Is justice only in the eye of the beholder, or is there an absolute justice? Clytaemnestra believes she must exact revenge against her husband for killing their daughter. He believes that the...
Is justice only in the eye of the beholder, or is there an absolute justice? Clytaemnestra believes she must exact revenge against her husband for killing their daughter. He believes that the honor of his family demanded the sacrifice that he made unwillingly, and that he was forced to give up his daughter. Who is correct?
Part of the complexity in Aeschylus's text is that it shows the logical consequence of what happens when justice is seen in the eyes of the beholder. Agamemnon sees it as "just" that he sacrifice Iphigenia in accordance to pleasing the gods. Clytemnestra sees it as just that she kill her husband for his transgressions, which is the same logic that Orestes uses in eliminating his mother. When Orestes pleads to the divine for justice, it becomes clear that in his own eyes, an absolute notion of the good is seen only in the most narrow and slim of contexts:
Has some new disaster befallen this house, or would I be right in guessing that these women bring libations for my father, appeasements of the dead? It could never be anything else! Why, I think my sister Electra is there too, conspicuous in bitter grief. O Zeus! Grant me vengeance for my father's death! Be my ally if you will!
In a similar light, the words of the Chorus speak to justice being seen as limiting conditions when viewed through the human perception: "For word of hate let word of hate be said, cries Justice. Stroke for bloody stroke must be paid. The one who acts must suffer. Three generations long this law resound." In these examples, justice is seen as limited when perceived through the eyes of human beings and not accepted as a structure that guides social cohesion. The purpose in this endless cycle of blood- letting is that when the individuals view justice through their own eyes, there will never be an end to the regressive pattern of violence begetting violence. Aeschylus's genius resides in how he asserts that relativistic views of reality are limited in scope and focus. They prevent a full acknowledgement of universal truths because human perception cannot see past the choices and decisions that are not understood.

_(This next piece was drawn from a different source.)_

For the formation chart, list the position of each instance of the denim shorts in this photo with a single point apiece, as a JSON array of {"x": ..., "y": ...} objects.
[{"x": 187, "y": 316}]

In The Eumenides, there is an argument put forth that universal notions of justice can exist when they do so outside of the realm of being trapped by the individual gaze. The legal system, apart from the individual condition of vengeance, is the only hope for finding justice. The idea of "the kindly ones" is evident in the legal system for redressing individual wrongs. Aeschylus asserts that without this, the cycle of "bloody stroke" will never cease. In this regard, justice can be seen as universal, something that can be appropriated when individuals place their own interests within a larger entity and away from their own senses of self. If one is looking for who is "correct," Aeschylus suggests that the answer is impossible because each set of criterion is equally compelling. It is only when individuals place their trust in a system of justice that is larger than their own interests and more encompassing of social interests that the universal notions of justice and fairness can be envisioned.